Philippe d’Orléans, le Régent (1674-1723)
Louis XIV a laissé un déficit colossal, les revenus des deux années à venir étaient déjà consommés ! La situation frise la catastrophe et l’urgence est au rétablissement des finances, ce à quoi Philippe s’emploie par tous les moyens : raréfaction des papiers d’Etat, traque de la corruption et des malversations, taxation des grandes fortunes.
En 1716, l’Ecossais John Law présente ses idées au Régent : l’Etat doit se faire banquier, développer le crédit et émettre du papier-monnaie échangeable contre de l’or ou de l’argent : l’Etat doit aussi se faire commerçant, les bénéfices lui permettant de rembourser la dette. Law crée une banque qui fait de bonnes affaires (si bonnes qu’elle devient « Banque royale » en janvier 1719), ainsi que deux compagnies : la Compagnie du Mississipi puis la Compagnie des Indes, deux sociétés dont on s’arrache les actions lors de leur émission. Mais les dividendes ayant été décevants, la confiance disparaît et tout le monde veut au même moment revendre les actions contre du métal et non des billets de banque. La banque fait alors une effroyable faillite ; des foules de petits actionnaires sombrent dans la pauvreté, alors qu’une minorité s’enrichit.
Crise économique, spéculation et son lot de nouveaux riches étalant leur luxe, corruption : c’est dans ce climat que prospère la bande du fameux Cartouche, dont l'arrestation interviendra quelques mois après l’écroulement du système de Law.
Agitation devant un établissement de la banque Law Rue Quincampoix
Jeunesse de Louis Dominique Garthausen, dit Cartouche
Il eut d’autres noms, le plus communément utilisé était Bouguignon.

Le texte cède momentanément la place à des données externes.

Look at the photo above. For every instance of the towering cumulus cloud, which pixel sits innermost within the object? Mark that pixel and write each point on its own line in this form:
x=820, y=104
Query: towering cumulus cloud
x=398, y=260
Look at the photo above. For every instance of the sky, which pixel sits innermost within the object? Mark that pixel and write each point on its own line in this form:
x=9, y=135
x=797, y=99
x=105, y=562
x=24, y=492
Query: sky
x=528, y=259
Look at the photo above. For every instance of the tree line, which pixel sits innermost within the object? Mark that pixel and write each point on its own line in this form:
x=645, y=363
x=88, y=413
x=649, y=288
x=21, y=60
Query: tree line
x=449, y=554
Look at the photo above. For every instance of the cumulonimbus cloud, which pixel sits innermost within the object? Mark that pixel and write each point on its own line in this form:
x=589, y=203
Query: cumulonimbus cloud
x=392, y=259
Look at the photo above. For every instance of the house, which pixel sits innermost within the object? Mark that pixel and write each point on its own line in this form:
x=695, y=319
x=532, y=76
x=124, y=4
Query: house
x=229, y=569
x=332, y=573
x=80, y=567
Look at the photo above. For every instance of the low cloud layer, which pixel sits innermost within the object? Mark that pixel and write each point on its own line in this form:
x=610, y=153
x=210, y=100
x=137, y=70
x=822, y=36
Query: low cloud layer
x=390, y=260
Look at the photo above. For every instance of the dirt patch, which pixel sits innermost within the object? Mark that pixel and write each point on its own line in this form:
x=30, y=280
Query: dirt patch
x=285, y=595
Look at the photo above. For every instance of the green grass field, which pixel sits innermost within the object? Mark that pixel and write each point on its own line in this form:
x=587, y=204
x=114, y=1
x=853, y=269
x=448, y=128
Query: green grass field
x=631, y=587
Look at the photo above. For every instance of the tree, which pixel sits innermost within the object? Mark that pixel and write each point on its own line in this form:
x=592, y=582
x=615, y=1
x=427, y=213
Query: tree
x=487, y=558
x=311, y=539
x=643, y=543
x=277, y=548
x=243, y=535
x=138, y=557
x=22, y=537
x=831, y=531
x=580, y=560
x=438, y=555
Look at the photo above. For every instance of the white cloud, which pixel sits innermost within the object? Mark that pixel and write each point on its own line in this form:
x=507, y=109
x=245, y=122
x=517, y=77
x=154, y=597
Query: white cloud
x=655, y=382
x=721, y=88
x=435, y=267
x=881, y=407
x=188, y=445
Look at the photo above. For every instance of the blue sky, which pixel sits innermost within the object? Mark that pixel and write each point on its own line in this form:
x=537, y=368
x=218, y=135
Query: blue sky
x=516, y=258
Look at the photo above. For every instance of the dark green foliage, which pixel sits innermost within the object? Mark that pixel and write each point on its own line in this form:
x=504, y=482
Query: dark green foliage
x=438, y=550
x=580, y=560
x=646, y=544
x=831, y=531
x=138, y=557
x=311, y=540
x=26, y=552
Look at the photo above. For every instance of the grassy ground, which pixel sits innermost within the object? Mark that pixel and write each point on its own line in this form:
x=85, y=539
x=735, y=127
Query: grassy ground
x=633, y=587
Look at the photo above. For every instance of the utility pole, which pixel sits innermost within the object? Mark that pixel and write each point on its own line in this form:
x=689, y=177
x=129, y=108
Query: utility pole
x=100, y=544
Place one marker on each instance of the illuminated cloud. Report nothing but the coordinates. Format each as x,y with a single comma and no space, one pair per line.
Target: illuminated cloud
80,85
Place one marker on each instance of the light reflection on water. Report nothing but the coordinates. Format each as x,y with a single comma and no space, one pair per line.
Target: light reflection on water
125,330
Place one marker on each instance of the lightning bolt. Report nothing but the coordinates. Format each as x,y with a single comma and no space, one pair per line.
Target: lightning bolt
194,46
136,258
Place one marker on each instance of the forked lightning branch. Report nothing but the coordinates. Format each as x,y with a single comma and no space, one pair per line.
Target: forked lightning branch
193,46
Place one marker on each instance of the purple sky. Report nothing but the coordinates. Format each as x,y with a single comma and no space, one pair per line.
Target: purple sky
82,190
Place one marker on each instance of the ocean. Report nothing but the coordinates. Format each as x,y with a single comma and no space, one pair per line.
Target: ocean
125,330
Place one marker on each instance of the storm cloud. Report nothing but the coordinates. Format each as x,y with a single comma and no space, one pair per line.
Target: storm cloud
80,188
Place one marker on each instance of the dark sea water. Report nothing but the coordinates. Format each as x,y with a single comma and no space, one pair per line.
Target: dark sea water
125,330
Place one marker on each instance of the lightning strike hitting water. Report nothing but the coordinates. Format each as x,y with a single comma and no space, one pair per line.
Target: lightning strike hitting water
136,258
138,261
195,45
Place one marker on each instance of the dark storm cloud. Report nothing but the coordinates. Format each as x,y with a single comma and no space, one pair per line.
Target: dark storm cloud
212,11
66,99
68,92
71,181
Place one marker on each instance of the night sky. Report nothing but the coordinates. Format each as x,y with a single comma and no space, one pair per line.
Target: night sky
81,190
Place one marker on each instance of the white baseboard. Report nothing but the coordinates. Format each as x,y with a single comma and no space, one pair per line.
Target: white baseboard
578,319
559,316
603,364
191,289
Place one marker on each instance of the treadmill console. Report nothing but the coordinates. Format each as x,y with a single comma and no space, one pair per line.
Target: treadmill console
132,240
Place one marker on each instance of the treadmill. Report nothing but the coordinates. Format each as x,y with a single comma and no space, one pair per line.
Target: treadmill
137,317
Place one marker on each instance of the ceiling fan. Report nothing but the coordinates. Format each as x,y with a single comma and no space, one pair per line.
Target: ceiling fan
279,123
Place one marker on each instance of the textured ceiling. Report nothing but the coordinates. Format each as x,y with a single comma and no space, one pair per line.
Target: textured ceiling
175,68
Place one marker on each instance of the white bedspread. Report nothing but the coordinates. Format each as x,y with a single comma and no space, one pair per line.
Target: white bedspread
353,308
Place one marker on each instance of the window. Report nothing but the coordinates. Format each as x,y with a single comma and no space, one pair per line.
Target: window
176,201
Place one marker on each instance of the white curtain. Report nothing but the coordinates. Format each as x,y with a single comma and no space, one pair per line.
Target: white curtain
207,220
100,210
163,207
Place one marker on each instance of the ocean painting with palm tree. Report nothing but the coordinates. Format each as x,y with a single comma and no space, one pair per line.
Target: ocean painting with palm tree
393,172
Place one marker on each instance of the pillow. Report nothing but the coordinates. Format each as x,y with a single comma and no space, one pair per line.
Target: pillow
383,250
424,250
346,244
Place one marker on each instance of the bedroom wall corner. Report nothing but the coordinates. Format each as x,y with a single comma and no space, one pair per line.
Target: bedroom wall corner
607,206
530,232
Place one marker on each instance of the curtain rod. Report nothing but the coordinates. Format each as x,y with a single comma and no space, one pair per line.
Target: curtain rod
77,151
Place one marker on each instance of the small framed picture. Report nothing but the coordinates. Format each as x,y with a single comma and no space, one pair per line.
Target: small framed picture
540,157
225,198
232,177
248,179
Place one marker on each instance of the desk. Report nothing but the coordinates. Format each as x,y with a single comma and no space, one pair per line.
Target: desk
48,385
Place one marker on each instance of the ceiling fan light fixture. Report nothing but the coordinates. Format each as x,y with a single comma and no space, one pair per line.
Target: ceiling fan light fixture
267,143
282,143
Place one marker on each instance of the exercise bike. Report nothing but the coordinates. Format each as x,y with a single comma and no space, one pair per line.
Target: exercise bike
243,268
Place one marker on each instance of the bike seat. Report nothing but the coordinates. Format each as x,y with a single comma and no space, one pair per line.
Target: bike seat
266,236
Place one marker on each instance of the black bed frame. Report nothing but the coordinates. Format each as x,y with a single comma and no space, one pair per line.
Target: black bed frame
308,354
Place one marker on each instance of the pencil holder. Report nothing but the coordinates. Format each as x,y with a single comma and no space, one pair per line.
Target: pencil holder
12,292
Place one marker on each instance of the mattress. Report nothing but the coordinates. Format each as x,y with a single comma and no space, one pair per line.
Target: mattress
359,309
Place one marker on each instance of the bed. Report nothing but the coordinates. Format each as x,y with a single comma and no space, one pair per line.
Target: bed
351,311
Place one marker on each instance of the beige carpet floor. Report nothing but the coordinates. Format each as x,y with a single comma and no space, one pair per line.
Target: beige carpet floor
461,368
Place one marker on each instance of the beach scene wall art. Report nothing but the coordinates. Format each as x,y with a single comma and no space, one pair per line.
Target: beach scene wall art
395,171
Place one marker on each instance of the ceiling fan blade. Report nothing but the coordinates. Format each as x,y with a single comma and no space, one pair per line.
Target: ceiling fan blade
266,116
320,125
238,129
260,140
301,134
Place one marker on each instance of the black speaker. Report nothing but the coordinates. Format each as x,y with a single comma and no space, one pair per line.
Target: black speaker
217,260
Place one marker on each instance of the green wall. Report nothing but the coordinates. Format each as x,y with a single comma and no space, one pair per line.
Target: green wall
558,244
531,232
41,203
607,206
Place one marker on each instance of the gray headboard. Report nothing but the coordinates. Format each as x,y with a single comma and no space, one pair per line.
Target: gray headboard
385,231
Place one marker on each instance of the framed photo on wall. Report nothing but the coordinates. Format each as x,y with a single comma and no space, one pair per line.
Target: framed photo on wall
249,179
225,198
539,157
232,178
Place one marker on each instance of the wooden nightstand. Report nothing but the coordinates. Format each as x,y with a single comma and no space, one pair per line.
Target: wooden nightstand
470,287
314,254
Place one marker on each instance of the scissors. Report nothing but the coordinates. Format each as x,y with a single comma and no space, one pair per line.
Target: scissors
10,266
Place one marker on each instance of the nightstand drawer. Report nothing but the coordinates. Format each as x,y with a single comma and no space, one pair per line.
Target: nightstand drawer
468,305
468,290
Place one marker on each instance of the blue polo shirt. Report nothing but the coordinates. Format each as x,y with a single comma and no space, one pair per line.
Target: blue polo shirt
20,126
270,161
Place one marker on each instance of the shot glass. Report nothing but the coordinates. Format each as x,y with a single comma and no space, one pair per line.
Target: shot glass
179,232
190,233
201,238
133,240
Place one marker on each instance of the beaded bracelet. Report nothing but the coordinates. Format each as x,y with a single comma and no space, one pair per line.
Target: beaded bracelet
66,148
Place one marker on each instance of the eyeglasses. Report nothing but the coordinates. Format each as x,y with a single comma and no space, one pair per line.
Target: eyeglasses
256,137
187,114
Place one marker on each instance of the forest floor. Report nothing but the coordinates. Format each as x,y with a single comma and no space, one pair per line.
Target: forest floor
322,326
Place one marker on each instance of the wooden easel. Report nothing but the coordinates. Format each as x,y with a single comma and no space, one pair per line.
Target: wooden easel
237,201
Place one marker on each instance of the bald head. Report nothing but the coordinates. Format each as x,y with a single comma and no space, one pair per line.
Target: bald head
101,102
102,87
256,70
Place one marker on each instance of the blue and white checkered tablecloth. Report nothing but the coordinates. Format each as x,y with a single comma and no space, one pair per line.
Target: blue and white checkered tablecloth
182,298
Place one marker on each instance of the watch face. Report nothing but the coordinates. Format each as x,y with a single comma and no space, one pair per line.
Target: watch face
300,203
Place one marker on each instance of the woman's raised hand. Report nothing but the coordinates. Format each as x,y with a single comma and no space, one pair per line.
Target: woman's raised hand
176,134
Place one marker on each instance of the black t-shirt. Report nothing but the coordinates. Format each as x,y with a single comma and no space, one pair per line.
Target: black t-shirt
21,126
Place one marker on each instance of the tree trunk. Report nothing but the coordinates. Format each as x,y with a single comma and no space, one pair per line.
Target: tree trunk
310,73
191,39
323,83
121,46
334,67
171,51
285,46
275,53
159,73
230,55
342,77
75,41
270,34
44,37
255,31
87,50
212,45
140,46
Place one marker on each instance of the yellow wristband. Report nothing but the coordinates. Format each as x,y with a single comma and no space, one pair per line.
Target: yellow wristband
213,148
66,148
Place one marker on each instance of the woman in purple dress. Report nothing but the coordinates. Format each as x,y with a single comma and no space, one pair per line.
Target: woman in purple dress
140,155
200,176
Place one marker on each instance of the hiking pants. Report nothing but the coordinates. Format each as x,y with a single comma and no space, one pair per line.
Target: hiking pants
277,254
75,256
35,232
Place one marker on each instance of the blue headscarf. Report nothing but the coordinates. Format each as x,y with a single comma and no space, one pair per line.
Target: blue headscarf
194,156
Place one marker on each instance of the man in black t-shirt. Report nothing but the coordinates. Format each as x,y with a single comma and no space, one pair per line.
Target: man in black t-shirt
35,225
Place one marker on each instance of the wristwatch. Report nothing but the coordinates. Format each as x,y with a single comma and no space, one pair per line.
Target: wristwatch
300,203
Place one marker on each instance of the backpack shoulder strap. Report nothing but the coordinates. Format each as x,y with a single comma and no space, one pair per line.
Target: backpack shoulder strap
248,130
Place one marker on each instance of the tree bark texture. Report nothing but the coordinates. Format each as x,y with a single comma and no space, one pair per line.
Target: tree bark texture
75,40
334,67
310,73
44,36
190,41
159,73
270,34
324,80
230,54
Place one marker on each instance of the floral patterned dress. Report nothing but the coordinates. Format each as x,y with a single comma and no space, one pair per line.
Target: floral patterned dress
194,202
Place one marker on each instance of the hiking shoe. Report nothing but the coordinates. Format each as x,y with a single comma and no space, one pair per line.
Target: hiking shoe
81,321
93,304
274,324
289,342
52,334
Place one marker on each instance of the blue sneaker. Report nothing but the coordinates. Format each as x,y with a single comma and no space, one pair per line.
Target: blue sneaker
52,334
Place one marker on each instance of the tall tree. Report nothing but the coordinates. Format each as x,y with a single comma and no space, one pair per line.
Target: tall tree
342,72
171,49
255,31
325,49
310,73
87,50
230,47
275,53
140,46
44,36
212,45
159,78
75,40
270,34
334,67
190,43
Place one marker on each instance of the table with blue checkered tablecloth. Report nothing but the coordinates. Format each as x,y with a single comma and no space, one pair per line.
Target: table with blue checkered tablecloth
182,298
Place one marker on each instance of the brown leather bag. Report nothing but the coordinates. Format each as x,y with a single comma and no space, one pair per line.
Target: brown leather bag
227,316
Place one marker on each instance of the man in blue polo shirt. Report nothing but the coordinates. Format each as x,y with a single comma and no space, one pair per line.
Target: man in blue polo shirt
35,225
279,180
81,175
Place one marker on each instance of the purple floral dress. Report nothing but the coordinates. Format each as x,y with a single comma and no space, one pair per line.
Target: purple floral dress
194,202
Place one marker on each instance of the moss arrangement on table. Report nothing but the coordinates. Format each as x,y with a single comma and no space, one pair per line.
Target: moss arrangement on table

Il est né en 1693, rue du Pont-aux-Choux, à Paris, dans l’actuel 3e arrondissement. Son père, Jean Garthausen, est un ancien mercenaire originaire de Hambourg. Il habite le quartier de la Courtille, à Belleville, tonnelier de son état et y tient un cabaret, « le Bouquet de la Courtille ». La Courtille est un quartier populaire avec tonnelles de vignes et guinguettes dont le fameux « Tambour Royal » de Ramponneau, un peu mal famé, où seigneurs et belles dames aiment venir s’encanailler ; « voir Paris sans la Courtille, c’est comme voir Rome sans le pape ».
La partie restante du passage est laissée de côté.